Cort didn't listen to anything else she would have said. He didn't wait to hear her tell him that one day, as soon as he came to terms with his past and admitted he loved her, she would go willingly to him. Instead he thrust her from him, and for a split second he saw not Wynter, but Katrina's sly face before him.

Old wounds reopened in him, and he felt as he had that evening on the bluff above the North River when Katrina told him she planned to marry his cousin. But now the woman rebuffing him was Wynter, a woman he had come to love as no other person in his life before or after Katrina. And this time the sting of what he perceived as rejection hurt twentyfold.

More calmly than he felt, he stood up and looked into Wynter's upturned eyes. He stroked her cheek with a tanned index finger and shook his head sadly. “To think what we could have had, little one. But I know now that our time has passed and cannot be recaptured. You must find yourself, and I have been too long away from the sea.” His gaze shifted to the indigo ocean, spotted with crests of white foam. “My mind has been on domestic affairs and not privateering. A pirate is only as good as his booty, my sweet, and my men grow restless to move on. I must move on to other places, other women.”

“Cort!” Wynter breathed his name in shock.

“Sorry to be so cavalier, love, but I was a fool to expect to live happily with one woman; and I was foolish to expect someone so young and untried to stay by my side. Wynter, you and I have nothing in common. We're totally different and want quite different things out of life. So, if you wish, I'll take you wherever you want to go.”

Was this the end of everything, of all they had shared together? Could Cort really mean he'd take her wherever she deemed and then dump her there like so much baggage? But she knew he meant it by the cold glint in his eyes. Cort Van Linden didn't want her, had probably never cared for her at all. She'd been a fool, a wretched fool!

Her voice shook when she spoke, but she steadied it. “I'd appreciate it if I could stay on here for a few weeks more. My pupils have need of me.”

“If that's your wish. I'll have someone come for you later.”

“You won't return to Santa Margarita?” she asked.

“No. Not as long as you're here.” Cort made a long, sweeping bow and grabbed her hand. He kissed her suddenly cold flesh. “I bid you adieu, little one.”

He turned and strode down the beach and yelled to Dirk to prepare to set sail. Within the hour, Cort and the crew of the
Sea Bride
were gone.

CHAPTER
16

Much to Mary's joy, Jan stayed behind. Wynter wasn't certain if the man stayed because of Mary or if Cort had given him orders to remain on the island. But Wynter didn't bother to decipher Cort's reasoning. Her love for him had caused her hours of weeping onto her pallet every night, and each morning she searched the sea for a hint that Cort may have changed his mind and returned.
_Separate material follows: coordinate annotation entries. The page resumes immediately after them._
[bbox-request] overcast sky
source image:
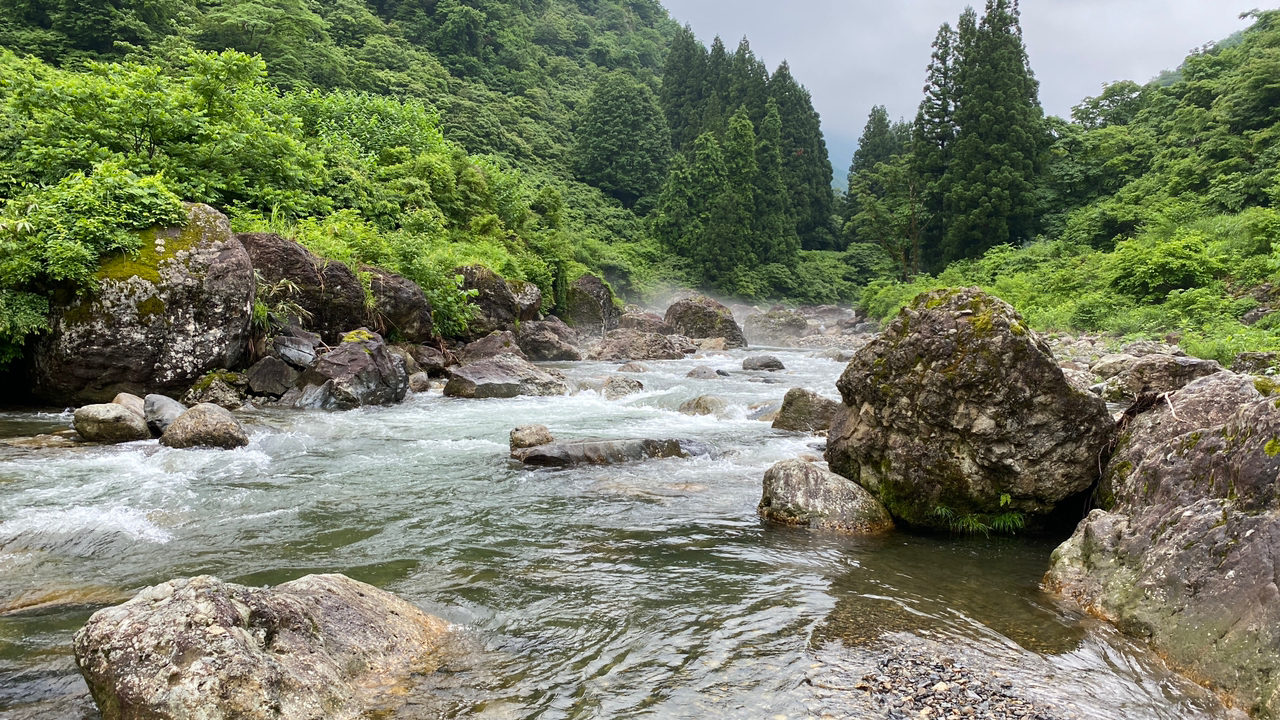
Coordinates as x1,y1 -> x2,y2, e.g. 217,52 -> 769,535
663,0 -> 1259,184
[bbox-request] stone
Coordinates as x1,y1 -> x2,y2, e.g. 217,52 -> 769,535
680,395 -> 728,415
244,356 -> 298,397
458,331 -> 529,365
589,329 -> 685,363
664,295 -> 746,348
756,460 -> 893,536
444,355 -> 568,397
826,288 -> 1115,530
142,395 -> 187,437
742,355 -> 787,372
72,402 -> 151,442
73,575 -> 448,720
511,425 -> 556,452
561,274 -> 622,336
516,316 -> 582,361
111,392 -> 147,420
602,375 -> 644,400
742,309 -> 809,345
29,205 -> 256,405
773,387 -> 841,433
280,328 -> 408,410
366,265 -> 435,342
160,402 -> 248,450
236,233 -> 369,340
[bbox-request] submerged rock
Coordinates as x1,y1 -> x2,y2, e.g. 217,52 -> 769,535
73,575 -> 448,720
756,460 -> 893,534
826,288 -> 1115,529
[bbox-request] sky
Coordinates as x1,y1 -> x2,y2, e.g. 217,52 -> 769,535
663,0 -> 1259,186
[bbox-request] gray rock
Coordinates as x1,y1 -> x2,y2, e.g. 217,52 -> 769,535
511,425 -> 556,452
664,295 -> 746,347
32,205 -> 255,405
756,460 -> 893,534
142,395 -> 187,437
444,355 -> 568,397
773,387 -> 841,433
244,356 -> 298,397
826,288 -> 1115,530
160,402 -> 248,450
742,355 -> 787,372
73,575 -> 448,720
72,402 -> 151,442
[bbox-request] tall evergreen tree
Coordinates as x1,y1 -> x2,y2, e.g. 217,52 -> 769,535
769,61 -> 836,250
942,0 -> 1047,261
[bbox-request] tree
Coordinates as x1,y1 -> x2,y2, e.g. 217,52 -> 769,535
573,70 -> 671,208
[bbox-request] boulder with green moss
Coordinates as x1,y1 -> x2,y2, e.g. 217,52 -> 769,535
827,288 -> 1115,530
32,205 -> 255,404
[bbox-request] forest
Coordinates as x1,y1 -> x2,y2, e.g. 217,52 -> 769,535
0,0 -> 1280,363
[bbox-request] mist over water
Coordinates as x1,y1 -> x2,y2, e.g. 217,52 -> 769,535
0,350 -> 1225,719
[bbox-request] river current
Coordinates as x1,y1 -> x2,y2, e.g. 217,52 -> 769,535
0,350 -> 1228,720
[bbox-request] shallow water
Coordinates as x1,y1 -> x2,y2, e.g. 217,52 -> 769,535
0,351 -> 1226,719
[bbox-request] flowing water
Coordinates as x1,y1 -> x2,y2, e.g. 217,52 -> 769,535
0,351 -> 1226,720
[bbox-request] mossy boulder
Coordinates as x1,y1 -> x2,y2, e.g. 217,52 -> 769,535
827,288 -> 1115,530
31,205 -> 255,404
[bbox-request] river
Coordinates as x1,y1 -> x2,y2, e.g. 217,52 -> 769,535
0,350 -> 1228,720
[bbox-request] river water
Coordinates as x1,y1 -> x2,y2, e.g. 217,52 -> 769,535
0,350 -> 1228,720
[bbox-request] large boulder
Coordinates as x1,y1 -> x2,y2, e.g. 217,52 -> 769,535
666,295 -> 746,347
280,328 -> 408,410
32,205 -> 255,405
773,387 -> 842,433
444,355 -> 568,397
1044,392 -> 1280,717
589,329 -> 694,363
72,402 -> 151,442
559,274 -> 622,336
827,288 -> 1115,529
516,316 -> 582,361
756,460 -> 893,534
73,575 -> 448,720
160,402 -> 248,450
236,232 -> 369,345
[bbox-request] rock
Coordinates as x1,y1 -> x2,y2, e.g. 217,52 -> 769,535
589,329 -> 685,363
511,425 -> 556,452
618,313 -> 676,334
244,356 -> 298,397
742,355 -> 786,372
1044,394 -> 1280,717
773,387 -> 841,433
666,295 -> 746,347
236,233 -> 369,340
561,274 -> 622,336
73,575 -> 448,720
280,328 -> 408,410
756,460 -> 893,534
742,309 -> 809,345
366,266 -> 435,342
111,392 -> 147,420
160,402 -> 248,450
516,316 -> 582,361
680,395 -> 728,415
142,395 -> 187,437
826,288 -> 1115,530
511,439 -> 709,468
602,375 -> 644,400
182,370 -> 248,410
29,205 -> 255,405
72,402 -> 151,442
444,355 -> 568,397
458,331 -> 529,365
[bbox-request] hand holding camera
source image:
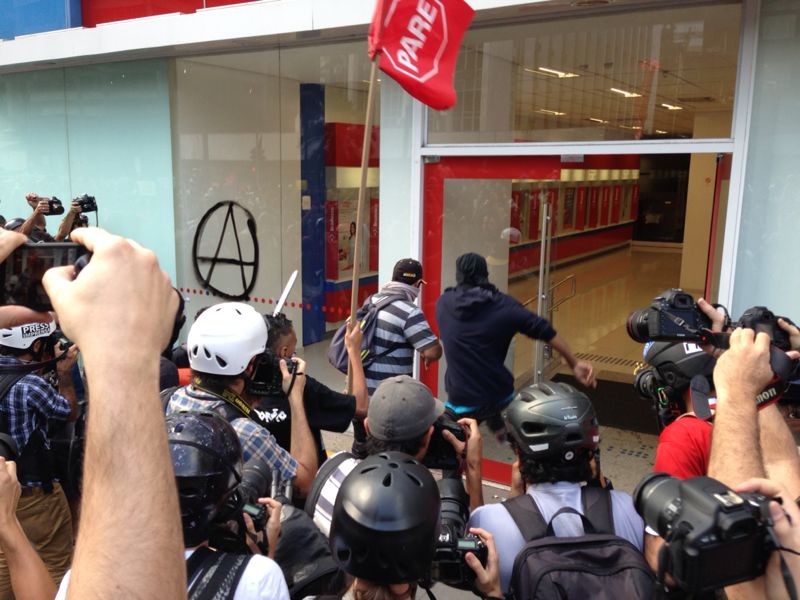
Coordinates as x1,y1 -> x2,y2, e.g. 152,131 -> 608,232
714,328 -> 774,408
736,479 -> 800,598
242,498 -> 283,558
279,356 -> 306,402
464,527 -> 503,598
42,228 -> 180,368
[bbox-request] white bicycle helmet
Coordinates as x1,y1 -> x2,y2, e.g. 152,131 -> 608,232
186,302 -> 269,376
0,321 -> 56,350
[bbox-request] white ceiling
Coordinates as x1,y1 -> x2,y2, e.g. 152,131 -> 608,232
187,0 -> 741,137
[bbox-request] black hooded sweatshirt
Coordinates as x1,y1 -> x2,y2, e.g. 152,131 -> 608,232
436,284 -> 556,408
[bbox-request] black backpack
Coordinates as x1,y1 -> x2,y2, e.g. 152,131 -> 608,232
503,487 -> 656,600
328,295 -> 404,373
186,546 -> 252,600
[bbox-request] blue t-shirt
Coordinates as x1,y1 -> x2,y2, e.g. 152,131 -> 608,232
436,286 -> 556,409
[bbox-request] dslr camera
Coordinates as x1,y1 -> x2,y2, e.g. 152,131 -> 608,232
246,348 -> 297,396
633,473 -> 775,594
209,456 -> 273,552
422,414 -> 467,471
627,288 -> 711,344
430,478 -> 489,590
73,194 -> 97,213
734,306 -> 794,352
36,196 -> 64,215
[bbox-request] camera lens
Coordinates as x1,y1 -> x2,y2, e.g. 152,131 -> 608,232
633,369 -> 657,398
633,473 -> 681,537
627,308 -> 653,344
237,456 -> 272,504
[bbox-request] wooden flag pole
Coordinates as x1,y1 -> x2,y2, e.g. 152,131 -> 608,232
347,54 -> 378,394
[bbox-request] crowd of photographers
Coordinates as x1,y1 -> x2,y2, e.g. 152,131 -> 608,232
0,203 -> 800,600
On the fourth day after Cort's absence, Saba joined Wynter on the beach. The daily class had just disbanded, and though Wynter put on a smiling face for the children, Saba could see the pain in her eyes. She patted the girl's shoulder while Wynter sat on a rock and looked out to the sea.

“Captain Cort is foolish,” Saba told her. “But he return for you. He will.”

“No, Saba. Cort is gone for good. I think I drove him away, but God help me, I never meant to. I love him so!”